Prabowo Akan Jemput HRS, PAN: Yang Penting Tak Gunakan APBN

Rekanbola Calon Presiden (Capres) Prabowo Subianto mengungkapkan niatnya untuk menjemput Imam Besar Front Pembela Islam (FPI) Habib Rizieq Shihab (HRS) di Arab Saudi sebelum hari pemungutan suara Pemilu 2019.

Menanggapi rencana ini, politikus PAN Dradjad Wibowo menyebut Prabowo memang berkomitmen untuk menjemput HRS.

“Memang Prabowo berkomitmen super-kuat agar Habib Rizieq Syihab dan keluarga suatu saat nanti bisa pulang ke Tanah Air dengan aman,” ujar Dradjad kepada wartawan, Selasa (23/10).

Wakil Ketua Dewan Kehormatan PAN ini sendiri belum dapat memastikan penjemputan ini dilakukan. Menurutnya, Prabowo masih akan menunggu hasil dari Pemilu tahun depan.

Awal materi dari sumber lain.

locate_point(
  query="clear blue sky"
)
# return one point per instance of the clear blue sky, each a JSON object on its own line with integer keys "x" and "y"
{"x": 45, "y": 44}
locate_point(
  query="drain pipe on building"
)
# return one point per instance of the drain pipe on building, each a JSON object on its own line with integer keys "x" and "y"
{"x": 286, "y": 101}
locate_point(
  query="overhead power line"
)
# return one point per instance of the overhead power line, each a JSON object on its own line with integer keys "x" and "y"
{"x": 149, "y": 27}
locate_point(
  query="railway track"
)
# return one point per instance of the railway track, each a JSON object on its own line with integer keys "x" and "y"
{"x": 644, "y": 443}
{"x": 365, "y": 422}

Ia menambahkan, pihaknya tak keberatan jika terdapatan tudingan miring yang menganggap penjemputan dilakukan untuk menggaet suara umat Islam.

“Yang penting tidak memanfaatkan uang APBN untuk program ini itu sehingga suara naik,” ujar Dradjad.

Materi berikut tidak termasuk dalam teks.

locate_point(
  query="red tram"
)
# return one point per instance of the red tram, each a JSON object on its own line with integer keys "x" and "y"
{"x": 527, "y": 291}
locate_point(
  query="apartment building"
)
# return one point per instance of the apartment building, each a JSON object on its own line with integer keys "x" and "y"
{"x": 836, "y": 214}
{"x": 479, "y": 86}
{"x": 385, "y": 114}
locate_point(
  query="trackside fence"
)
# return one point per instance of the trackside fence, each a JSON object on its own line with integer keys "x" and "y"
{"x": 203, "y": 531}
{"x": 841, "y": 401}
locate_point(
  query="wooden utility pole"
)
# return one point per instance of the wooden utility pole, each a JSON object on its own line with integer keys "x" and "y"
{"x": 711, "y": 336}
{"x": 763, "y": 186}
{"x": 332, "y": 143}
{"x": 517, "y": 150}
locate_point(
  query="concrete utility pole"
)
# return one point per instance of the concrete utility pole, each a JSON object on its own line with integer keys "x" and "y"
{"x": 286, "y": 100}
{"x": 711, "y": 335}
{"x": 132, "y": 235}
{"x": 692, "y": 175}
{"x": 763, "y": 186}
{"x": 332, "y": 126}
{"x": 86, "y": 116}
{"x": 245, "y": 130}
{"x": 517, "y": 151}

Sebelumnya, capres Prabowo Subianto mengapresiasi dukungan para ulama dan santri saat menghadiri Hari Santri Nasional sekaligus milad Front Santri Indonesia ke-1 yang digelar FPI di Bogor, Jawa Barat, semalam. Prabowo berharap Habib Rizieq segera kembali ke Indonesia.

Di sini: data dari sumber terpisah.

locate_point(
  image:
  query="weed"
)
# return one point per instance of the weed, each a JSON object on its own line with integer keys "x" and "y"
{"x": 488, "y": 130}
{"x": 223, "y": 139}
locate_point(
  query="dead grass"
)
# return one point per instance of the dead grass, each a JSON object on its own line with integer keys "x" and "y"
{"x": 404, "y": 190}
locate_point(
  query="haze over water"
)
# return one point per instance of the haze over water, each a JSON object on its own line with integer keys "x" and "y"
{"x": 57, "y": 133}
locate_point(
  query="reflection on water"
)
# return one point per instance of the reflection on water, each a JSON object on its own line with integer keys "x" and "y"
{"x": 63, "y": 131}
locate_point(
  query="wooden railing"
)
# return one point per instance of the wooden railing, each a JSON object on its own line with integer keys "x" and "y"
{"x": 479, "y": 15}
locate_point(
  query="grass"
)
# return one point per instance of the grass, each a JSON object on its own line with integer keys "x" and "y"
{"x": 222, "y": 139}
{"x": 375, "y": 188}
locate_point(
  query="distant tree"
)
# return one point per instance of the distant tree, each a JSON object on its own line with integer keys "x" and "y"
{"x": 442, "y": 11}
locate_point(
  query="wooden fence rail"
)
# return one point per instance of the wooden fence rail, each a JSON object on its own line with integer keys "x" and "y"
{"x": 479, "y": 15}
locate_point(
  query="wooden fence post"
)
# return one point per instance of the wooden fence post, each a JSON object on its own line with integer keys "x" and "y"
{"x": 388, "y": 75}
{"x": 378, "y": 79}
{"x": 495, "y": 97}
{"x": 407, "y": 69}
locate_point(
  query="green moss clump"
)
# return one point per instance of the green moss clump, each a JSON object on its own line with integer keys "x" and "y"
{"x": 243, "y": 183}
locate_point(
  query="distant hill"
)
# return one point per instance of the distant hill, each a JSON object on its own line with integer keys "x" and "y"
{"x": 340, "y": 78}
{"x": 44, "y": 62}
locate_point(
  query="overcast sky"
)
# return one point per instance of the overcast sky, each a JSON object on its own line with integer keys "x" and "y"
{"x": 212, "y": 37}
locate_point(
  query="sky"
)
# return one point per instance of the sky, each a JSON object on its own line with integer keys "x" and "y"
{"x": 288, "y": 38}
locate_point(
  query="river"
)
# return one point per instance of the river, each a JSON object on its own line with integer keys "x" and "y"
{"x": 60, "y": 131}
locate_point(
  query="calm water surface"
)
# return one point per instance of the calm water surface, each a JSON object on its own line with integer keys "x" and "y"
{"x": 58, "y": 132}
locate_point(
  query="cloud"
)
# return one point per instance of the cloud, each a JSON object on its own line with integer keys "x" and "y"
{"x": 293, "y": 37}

“Kalau bisa, Habib Rizieq sebelum saya terpilih bisa kembali. Kalau tidak, saya yang akan jemput beliau,” kata Prabowo.

Habib Rizieq sebelumnya dicekal di Arab Saudi saat hendak bepergian ke Malaysia. Rizeq mengatakan menghormati pencekalan oleh Duta Besar Arab Saudi Usamah Muhammad Al-Syu’aiby. Tapi Rizieq meminta agar pencegahan itu dicabut, karena dinilai akan merugikan secara finansial karena denda yang besar.

“Itu akan kena denda besar sekaligus kena sanksi blacklist sehingga nggak boleh ke Arab Saudi dalam beberapa tahun ke depan,” kata Rizieq, Sabtu (29/9).

Baca Juga:   Yenny Wahid Berlabuh ke Jokowi, Kubu Prabowo Tak Panik

Duta Besar RI untuk Arab Saudi, Agus Maftuh Abegebriel, mengatakan ada cara agar Rizieq terhindar dari denda dan blacklist tersebut. “Sebenarnya bisa tanpa denda dan blacklist, yaitu ketika ada program amnesti keimigrasian,” ujar Agus kepada detikcom, Senin (01/10).

Namun, Tim kuasa hukum Rizieq menganggap saran Maftuh tidak solutif. Sebab, waktu penyelenggaraan program tersebut tidak jelas.

Atas wacana penjemputan itu, sejumlah pihak ikut angkat suara. Salah satunya, Partai Hanura yang menyebut pemulangan Habib Rizieq sebagai salah satu opsi murah Prabowo untuk meningkatkan perolehan suara pada Pilpres 2019.

“Karena tidak tahu lagi harus berbuat apa-apa untuk memenangkan pilpres di 2019, sehingga Rizieq adalah pilihan akhir untuk membantu Prabowo dalam mempengaruhi umat dengan biaya semurah mungkin,” kata Inas.